Бросил взгляд на меня. Я вытаращил глаза, призывая его взять себя в руки, перестать мямлить. Студент собрался.
— Чего тебе? — сурово спросил шеф.
Мимо Фонтона не прошла эта короткая сценка. Я готов был поклясться, что он, спрашивая, еле скрыл улыбку и суровый тон напустил для виду.
— Прошу вас, — Дмитрий выпрямился, убрал дрожь в голосе, — разрешить мне сопровождать господина поручика в его поездке!
— Чтооооо? — гаркнул Фонтон.
Дмитрий был на грани падения в обморок.
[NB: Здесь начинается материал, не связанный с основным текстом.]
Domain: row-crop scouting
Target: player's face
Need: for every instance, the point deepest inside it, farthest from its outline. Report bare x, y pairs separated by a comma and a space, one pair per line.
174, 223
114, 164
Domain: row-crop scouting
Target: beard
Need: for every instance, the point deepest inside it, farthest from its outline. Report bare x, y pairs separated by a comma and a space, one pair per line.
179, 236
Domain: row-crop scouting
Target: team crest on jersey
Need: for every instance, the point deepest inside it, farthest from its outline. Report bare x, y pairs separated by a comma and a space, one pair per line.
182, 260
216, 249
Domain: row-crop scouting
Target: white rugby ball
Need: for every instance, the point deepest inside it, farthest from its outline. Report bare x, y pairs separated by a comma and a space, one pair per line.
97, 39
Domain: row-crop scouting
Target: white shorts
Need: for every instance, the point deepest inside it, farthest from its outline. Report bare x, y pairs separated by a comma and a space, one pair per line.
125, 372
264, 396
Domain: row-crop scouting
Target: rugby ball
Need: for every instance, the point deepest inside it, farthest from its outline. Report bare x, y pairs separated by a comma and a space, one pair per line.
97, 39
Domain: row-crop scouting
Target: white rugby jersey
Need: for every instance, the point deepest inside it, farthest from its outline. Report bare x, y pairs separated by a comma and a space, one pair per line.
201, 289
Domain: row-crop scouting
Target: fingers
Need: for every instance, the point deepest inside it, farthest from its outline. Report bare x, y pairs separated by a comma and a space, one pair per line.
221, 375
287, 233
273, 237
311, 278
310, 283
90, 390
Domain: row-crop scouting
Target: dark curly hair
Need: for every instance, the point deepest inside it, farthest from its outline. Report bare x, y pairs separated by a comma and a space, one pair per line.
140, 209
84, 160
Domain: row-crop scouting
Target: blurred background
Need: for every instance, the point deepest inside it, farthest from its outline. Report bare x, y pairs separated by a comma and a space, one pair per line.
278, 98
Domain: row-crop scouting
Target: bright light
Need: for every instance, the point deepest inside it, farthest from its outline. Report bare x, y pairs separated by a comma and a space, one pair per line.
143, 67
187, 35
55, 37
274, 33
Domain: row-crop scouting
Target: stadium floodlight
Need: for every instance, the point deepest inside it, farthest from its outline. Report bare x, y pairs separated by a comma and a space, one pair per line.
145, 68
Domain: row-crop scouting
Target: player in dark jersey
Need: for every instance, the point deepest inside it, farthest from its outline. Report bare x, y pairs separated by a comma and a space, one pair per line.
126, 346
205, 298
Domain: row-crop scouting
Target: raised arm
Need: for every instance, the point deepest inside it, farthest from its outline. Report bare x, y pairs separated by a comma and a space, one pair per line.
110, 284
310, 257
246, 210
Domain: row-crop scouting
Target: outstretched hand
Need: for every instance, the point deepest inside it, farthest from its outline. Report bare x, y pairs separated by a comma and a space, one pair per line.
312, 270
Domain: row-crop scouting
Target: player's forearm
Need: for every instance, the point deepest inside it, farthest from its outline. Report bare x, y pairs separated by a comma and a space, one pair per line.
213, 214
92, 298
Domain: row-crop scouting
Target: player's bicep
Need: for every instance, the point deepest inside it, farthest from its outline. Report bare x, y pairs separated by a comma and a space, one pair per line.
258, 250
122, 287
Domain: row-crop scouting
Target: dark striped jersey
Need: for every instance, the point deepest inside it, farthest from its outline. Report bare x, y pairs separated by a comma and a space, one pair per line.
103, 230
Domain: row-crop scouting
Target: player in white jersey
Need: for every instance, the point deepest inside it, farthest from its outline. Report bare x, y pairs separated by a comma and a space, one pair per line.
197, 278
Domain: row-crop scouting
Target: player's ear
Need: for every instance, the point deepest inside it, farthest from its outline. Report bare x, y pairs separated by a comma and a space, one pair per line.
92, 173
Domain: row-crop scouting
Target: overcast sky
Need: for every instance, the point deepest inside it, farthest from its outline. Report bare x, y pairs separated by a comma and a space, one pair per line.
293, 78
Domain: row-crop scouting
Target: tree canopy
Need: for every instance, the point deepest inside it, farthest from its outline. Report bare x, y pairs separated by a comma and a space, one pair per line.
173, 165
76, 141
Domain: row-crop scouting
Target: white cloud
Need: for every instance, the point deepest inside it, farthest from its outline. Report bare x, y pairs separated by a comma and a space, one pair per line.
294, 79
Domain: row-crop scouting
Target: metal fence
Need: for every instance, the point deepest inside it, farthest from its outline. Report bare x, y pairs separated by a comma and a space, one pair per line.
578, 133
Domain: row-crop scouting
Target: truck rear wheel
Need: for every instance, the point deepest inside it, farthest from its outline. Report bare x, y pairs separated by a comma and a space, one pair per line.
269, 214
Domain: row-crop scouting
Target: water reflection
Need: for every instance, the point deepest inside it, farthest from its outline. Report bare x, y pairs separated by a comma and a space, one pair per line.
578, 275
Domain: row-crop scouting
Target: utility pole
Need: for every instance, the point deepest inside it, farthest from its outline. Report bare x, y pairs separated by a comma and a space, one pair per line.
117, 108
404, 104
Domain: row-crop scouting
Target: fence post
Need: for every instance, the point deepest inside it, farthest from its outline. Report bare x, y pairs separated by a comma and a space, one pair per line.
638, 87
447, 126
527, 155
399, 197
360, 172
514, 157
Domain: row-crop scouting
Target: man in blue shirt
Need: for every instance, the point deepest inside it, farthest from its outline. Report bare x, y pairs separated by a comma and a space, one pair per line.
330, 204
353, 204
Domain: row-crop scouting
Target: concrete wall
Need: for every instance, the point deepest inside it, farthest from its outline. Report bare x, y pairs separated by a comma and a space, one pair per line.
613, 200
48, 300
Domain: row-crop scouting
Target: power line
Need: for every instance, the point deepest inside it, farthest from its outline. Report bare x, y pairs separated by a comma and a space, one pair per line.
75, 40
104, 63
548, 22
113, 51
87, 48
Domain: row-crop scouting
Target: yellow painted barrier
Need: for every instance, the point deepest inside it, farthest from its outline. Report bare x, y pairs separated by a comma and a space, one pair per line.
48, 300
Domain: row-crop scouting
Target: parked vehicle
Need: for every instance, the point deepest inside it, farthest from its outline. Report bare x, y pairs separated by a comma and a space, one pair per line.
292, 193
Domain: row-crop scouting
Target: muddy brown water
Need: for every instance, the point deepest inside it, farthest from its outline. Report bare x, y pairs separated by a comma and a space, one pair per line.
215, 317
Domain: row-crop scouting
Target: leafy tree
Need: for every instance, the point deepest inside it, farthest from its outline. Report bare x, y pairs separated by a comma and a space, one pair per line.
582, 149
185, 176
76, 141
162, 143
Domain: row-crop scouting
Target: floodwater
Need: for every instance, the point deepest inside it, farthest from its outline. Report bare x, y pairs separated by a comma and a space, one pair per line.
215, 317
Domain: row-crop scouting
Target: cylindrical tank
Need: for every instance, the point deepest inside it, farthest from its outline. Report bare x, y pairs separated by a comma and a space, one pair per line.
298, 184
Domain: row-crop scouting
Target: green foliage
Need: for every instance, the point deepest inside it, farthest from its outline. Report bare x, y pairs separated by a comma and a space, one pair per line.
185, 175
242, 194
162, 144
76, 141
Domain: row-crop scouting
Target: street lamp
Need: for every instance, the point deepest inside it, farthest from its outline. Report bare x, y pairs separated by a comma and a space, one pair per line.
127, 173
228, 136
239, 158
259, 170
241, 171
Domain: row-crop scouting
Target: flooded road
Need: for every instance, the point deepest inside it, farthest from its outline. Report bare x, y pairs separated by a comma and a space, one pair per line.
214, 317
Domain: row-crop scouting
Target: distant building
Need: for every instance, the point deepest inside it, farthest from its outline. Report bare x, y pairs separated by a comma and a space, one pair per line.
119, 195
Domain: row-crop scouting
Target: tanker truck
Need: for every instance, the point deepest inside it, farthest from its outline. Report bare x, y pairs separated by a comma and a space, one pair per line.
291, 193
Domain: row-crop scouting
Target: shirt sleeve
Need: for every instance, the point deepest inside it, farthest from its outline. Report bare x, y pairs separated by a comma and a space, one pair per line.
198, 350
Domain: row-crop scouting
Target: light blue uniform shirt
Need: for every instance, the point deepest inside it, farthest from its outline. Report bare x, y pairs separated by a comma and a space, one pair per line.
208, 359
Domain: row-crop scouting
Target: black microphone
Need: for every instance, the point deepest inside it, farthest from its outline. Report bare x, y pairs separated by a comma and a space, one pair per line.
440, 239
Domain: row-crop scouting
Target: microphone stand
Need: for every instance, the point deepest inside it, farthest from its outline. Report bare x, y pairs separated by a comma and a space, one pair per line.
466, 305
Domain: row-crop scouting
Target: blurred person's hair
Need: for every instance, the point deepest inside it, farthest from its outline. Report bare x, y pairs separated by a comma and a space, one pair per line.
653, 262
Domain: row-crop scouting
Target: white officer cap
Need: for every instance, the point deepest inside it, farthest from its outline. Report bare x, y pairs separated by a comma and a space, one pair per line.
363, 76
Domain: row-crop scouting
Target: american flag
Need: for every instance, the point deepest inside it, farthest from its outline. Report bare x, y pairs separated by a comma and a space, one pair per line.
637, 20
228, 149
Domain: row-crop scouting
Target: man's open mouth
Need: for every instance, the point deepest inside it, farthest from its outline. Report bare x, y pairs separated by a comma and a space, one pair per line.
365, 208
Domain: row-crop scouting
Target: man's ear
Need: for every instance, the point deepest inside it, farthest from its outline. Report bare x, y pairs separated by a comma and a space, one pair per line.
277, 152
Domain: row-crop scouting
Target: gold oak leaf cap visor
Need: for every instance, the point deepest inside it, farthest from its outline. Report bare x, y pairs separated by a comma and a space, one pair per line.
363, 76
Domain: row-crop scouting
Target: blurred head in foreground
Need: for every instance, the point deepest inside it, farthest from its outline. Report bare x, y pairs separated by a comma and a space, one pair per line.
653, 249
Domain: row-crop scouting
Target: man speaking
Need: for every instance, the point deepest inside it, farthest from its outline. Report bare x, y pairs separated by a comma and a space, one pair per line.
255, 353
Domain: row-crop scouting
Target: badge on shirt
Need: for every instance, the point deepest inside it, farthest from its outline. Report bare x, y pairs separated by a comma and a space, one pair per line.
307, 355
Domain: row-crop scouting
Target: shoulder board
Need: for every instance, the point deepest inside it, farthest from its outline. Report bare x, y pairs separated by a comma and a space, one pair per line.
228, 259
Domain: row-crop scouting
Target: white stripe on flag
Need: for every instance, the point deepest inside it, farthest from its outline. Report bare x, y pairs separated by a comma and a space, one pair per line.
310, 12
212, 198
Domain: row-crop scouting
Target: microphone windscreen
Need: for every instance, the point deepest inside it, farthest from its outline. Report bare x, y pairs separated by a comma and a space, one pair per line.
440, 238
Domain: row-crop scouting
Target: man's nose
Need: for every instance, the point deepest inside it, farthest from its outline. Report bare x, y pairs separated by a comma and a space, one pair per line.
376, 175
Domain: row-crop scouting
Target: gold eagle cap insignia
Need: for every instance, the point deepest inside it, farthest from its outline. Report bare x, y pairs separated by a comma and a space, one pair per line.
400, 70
Но я-то видел, как шеф бросил короткий взгляд на меня. В его глазах плясали веселые чертики.
«Развлечься решил! — был я убеждён. — На вшивость проверяет студента. Просит подыграть!»
— Твоя идея, поручик? — гремел шеф.
— Никак нет! Дмитрий сам изъявил желание! Горит, так сказать, жаждой подвига во имя Отечества!
— Он на женщине пусть горит! — Фонтон незаметно показал мне кулак, призывая его не смешить. — А я тут без него, как без рук!
— Феликс Петрович, так это ненадолго, — Дмитрий покрылся пунцом после слов о его незаменимости. — А дела все в порядке. К англичанам еще не скоро. А дело Косты важное, ведь? Так лишняя пара рук и глаз… И греки… Там же одни греки в Адрианополе.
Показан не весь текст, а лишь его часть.